The theory and phenomenology of perturbative QCD based jet quenching
A. Majumder, M. Van Leeuwen
TL;DR
The article surveys perturbative QCD-based jet quenching in dense QCD media, focusing on how high-pT jets lose energy via medium-induced radiation and elastic interactions in DIS and heavy-ion collisions. It contrasts four main formalisms—Higher Twist (in-medium DGLAP), AMY, GLV, and ASW—for radiative energy loss, detailing how each treats single- and multi-emission physics and medium structure. Central observables such as medium-modified fragmentation functions and nuclear modification factors are linked to transport parameters like $\hat{q}$, and the paper discusses how different medium models (HTL, Debye screening) feed into energy-loss predictions.
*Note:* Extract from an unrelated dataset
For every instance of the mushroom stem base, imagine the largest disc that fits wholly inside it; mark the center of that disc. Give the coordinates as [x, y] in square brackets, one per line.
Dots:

A standardized comparison (the QGP brick) highlights how the formalisms relate through common inputs, and the work outlines open questions and future directions for jet quenching, including LHC-scale tests and Monte Carlo developments.
Abstract
The study of the structure of strongly interacting dense matter via hard jets is reviewed. High momentum partons produced in hard collisions produce a shower of gluons prior to undergoing the non-perturbative process of hadronization. In the presence of a dense medium this shower is modified due to scattering of the various partons off the constituents in the medium. The modified pattern of the final detected hadrons is then a probe of the structure of the medium as perceived by the jet. Starting from the factorization paradigm developed for the case of particle collisions, we review the basic underlying theory of medium induced gluon radiation based on perturbative Quantum Chromo Dynamics (pQCD) and current experimental results from Deep Inelastic Scattering on large nuclei and high energy heavy-ion collisions, emphasizing how these results constrain our understanding of energy loss. This review contains introductions to the theory of radiative energy loss, elastic energy loss, and the corresponding experimental observables and issues. We close with a discussion of important calculations and measurements that need to be carried out to complete the description of jet modification at high energies at future high energy colliders.